Dalto Pizza currently sells 1000 pizzas per week at $18 per pizza. It is planning to reduce the unit price of each pizza. It estimates that for every $1 discount in price, it can sell 100 more pizzas each week.
(a) Form the weekly revenue function of Dalto Pizza in terms of p, the new unit price of the pizza.
(b) What should the new unit price be in order to maximize weekly revenue? What is the maximum weekly revenue?
To answer these questions, we need to understand the relationship between the unit price of the pizza and the number of pizzas sold each week. We can then use this information to calculate the revenue and find the optimal price for maximizing revenue.

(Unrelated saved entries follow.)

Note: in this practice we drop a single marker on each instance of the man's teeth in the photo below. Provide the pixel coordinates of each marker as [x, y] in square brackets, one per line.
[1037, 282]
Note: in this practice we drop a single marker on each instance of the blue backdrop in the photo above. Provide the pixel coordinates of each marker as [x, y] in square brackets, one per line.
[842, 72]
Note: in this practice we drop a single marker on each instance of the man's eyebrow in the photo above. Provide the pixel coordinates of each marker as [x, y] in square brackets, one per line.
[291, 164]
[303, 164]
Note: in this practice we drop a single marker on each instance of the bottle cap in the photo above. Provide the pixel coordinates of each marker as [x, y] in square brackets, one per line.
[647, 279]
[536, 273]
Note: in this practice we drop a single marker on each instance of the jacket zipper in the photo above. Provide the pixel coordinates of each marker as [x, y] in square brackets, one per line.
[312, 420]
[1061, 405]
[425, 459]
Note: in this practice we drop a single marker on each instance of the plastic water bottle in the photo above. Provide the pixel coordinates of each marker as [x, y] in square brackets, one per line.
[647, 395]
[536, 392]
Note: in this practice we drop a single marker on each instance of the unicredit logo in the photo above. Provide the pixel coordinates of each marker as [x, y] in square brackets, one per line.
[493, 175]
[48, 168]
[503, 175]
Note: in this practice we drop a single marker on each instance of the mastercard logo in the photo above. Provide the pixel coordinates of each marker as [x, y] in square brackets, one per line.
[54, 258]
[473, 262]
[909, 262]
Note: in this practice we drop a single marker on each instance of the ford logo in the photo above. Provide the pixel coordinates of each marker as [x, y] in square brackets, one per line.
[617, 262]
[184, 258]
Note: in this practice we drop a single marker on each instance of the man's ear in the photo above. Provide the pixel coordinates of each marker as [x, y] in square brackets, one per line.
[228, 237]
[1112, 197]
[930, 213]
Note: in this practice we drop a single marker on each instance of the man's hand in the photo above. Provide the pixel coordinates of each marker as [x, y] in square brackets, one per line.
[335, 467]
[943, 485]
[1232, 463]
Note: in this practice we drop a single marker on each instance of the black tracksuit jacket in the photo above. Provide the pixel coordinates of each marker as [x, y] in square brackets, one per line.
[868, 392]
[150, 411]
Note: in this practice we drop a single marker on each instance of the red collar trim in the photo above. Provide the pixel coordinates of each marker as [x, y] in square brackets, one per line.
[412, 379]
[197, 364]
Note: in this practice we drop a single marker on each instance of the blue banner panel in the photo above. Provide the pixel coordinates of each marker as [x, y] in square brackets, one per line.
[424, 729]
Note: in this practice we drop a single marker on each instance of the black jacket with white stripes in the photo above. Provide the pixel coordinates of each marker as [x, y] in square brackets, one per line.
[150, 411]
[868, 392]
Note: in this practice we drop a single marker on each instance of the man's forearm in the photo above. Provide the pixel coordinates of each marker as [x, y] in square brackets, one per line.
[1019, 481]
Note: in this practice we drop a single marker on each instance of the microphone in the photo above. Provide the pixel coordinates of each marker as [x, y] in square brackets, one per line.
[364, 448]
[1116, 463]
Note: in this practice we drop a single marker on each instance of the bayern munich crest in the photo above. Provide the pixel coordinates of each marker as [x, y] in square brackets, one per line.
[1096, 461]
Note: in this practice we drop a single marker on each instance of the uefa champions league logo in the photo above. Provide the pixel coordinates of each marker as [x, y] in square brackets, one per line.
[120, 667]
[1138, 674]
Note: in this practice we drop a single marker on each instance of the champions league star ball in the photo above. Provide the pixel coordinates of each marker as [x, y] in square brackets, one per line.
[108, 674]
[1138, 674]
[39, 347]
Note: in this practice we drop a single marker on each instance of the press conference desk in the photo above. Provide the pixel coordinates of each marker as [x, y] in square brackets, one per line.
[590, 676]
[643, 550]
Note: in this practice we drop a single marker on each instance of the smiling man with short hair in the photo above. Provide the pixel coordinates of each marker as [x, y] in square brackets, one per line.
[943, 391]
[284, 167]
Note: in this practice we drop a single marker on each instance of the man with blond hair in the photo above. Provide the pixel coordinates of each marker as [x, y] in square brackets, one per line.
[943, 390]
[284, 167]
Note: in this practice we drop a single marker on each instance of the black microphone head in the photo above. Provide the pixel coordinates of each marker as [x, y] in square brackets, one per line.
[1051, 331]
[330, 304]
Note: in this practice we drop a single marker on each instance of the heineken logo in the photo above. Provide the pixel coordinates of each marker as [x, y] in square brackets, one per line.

Let's start by defining some variables:
- Let p be the new unit price of the pizza.
- Let q be the number of pizzas sold each week.
Based on the given information, we know that for every $1 discount in price, 100 more pizzas are sold each week. Therefore, the equation relating the price discount and the increase in quantity sold is given by:
q = 100(p - 18)
(a) Now, let's form the weekly revenue function in terms of the new unit price p. The revenue function is calculated by multiplying the unit price by the number of pizzas sold:
R(p) = p * q
Substituting the equation for q, we get:
R(p) = p * 100(p - 18)
Simplifying further:
R(p) = 100p^2 - 1800p
(b) To find the price that maximizes the weekly revenue, we need to find the maximum point of the revenue function R(p). Since R(p) is a quadratic function (100p^2 - 1800p), the maximum occurs at the vertex of the parabola. The x-coordinate of the vertex can be found using the formula -b/2a, where a = 100 and b = -1800.
Using this formula:
p = -(-1800) / (2 * 100)
p = 18
Therefore, the new unit price should be $18 in order to maximize the weekly revenue.
To find the maximum weekly revenue, substitute the value of p back into the revenue function R(p):
R(p) = 100(18)^2 - 1800(18)
R(p) = 32,400 - 32,400
R(p) = $0
Hence, the maximum weekly revenue is $0, which means that reducing the price to $18 would result in zero revenue.